Overview

Droperidol Versus Metoclopramide + Diphenhydramine for the Treatment of Primary Headaches

Status:
Terminated
Trial end date:
2012-07-01
Target enrollment:
0
Participant gender:
All
Summary
The purpose of this study is to determine if droperidol is equally as effective as metoclopramide for treatment of primary headaches in the Emergency Department.
Phase:
N/A
Accepts Healthy Volunteers?
Accepts Healthy Volunteers
Details
Lead Sponsor:
University of Iowa
Treatments:
Diphenhydramine
Droperidol
Metoclopramide
Promethazine
Criteria
Inclusion Criteria:

- 18 years old to 65 years old, diagnosis of primary headache

Exclusion Criteria:

- Allergy to study medications, pregnant, breast-feeding, prisoners, non-english
speaking, not eligible to receive droperidol based on ED protocol (see below),
patients in whom head trauma, infection, vascular disorders, and disorders of facial
or cranial structures are suspected

ED Droperidol Protocol

Droperidol must NOT be used in patients with any of the following:

- Known or suspected QT prolongation, including congenital long QT syndrome

- Cardiac Disease [cardiomyopathy, congestive heart failure, hypertension, ischemic
heart disease, myocardial infarction, bradycardia (< 50 bpm)]

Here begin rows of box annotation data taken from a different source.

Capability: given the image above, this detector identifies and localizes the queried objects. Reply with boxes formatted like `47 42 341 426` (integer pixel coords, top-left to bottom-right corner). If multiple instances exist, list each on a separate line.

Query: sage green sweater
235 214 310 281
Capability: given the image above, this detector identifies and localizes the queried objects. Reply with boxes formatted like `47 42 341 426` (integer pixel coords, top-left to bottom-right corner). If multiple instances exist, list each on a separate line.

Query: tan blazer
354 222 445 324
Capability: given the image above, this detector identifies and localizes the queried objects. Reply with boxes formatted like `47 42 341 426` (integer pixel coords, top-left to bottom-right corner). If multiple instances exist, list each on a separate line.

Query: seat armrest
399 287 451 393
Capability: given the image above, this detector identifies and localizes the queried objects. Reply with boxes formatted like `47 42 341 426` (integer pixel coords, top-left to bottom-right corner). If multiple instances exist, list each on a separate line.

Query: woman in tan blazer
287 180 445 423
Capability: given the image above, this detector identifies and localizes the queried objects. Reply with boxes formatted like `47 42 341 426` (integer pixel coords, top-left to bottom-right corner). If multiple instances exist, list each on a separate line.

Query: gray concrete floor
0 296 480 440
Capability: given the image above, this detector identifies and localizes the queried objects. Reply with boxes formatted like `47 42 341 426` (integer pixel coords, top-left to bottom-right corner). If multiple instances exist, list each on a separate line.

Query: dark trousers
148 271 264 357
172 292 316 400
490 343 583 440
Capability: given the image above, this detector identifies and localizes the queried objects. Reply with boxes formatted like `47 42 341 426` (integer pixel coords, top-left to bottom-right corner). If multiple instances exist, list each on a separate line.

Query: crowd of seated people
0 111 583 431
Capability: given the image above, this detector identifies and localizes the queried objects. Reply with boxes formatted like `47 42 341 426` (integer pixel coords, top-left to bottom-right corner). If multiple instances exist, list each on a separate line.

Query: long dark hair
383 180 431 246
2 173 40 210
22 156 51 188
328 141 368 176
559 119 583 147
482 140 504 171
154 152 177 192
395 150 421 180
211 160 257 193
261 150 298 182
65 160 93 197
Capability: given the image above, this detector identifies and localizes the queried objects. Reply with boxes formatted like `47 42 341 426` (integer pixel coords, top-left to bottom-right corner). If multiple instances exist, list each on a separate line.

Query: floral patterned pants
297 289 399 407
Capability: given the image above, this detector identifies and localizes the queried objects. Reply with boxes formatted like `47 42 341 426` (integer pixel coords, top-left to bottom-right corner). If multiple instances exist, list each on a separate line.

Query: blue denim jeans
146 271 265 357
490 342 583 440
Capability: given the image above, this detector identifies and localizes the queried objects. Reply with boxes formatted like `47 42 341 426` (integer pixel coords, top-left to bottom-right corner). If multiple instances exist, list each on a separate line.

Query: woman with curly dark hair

- History of the following:

- Renal failure

- Cerebrovascular disease

- Diabetes or hypoglycemia

- Alcoholism/alcohol abuse

- Pituitary insufficiency

- Hypothyroidism

- Hypothermia

- Anorexia

- Advanced age (>65 yrs)

- Use of the following medications: digoxin, benzodiazepine, diuretics, IV opiates, or
other medications known to prolong the QTc interval.